My mother is a paraprofessional. She specializes in teaching children with special needs.
This makes many things she’s done disgustingly ableist.
- She hit me as a punishment. It should have been basic knowledge that I’d never be able to make sense of why it’s wrong for me to hit but okay for someone to hit me.
- She punished me for arguing whenever I asked for reasons. It should have been basic knowledge that rules are hard to understand without reasons, and that wanting to understand isn’t arguing.
- She expected me to hold onto thoughts on command whenever I’m in a loud room with many people talking at once. If I peacefully allowed her to continue the conversation she had but couldn’t hold onto my thought until it was my turn to speak, she got mad. She wrongly accused me of being impatient and expecting her to drop everything to listen to me immediately, even though I made it very clear countless times that I have zero problem with her continuing her conversation but I can’t hold onto my thought on command. It should have been basic knowledge that simply existing in a room with many people talking at once can be overwhelming, and that some people have many thoughts flying through their head regularly and would find it painful to be forced to hold onto one.
- She talked very fast and accused me of not listening if I couldn’t perfectly remember what she said the next day. It should have been basic knowledge that people can struggle to process large amounts of information on the spot or remember things like it’s nothing.
- She told me to look her in the eye and say that I didn’t do something and assumed I was guilty if I couldn’t do that. It should have been basic knowledge that eye contact is difficult and doesn’t equal paying attention or telling the truth.

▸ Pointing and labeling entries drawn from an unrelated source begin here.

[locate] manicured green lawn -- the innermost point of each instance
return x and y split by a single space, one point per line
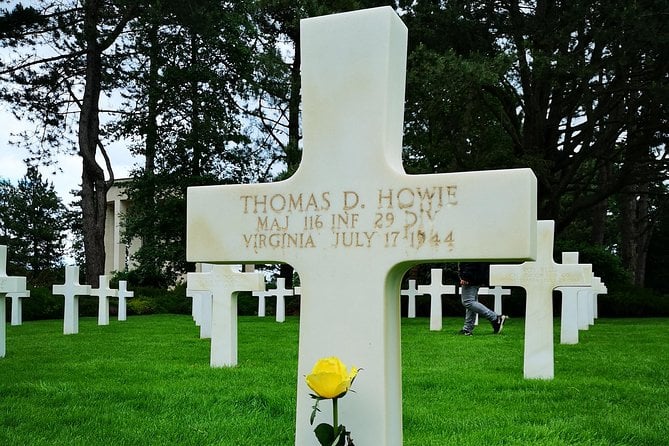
147 381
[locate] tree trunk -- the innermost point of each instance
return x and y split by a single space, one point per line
635 231
93 185
293 153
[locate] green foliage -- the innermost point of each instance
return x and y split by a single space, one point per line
632 301
32 225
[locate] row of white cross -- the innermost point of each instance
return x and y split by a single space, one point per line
579 304
16 288
215 289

- She added hidden meanings to things I’ve said and responded aggressively to what she thought I was implying, and didn’t even give me a chance to correct her misinterpretation. It should have been basic knowledge that it’s not possible to accurately assume what someone’s implying, especially when done that quickly.
- She expected me to be good at everything because I’m good at math, and expected me to be able to explain math to people who struggle with it. It should have been basic knowledge that someone could have a special skill while being below average in other ways, and that someone especially a child could struggle to explain things.
- She expected “talk to people” to be good advice when I struggled to socialize. It should have been basic knowledge that some people can’t socialize naturally and need clearly spelled out rules and steps. It’s understandable to not have perfect solutions, but the advice she gave showed an ignorance of what the struggle even was.
For a while, I wondered how someone could go to school and form a career of teaching children with special needs then miss so much basic information and not even consider that people with special needs exist.
But like your story, it’s because people like that see inclusivity as work. They see disabled people as existing only at work and nowhere else. When they’re not working, they go right back to their fantasy world in which disabled people don’t exist.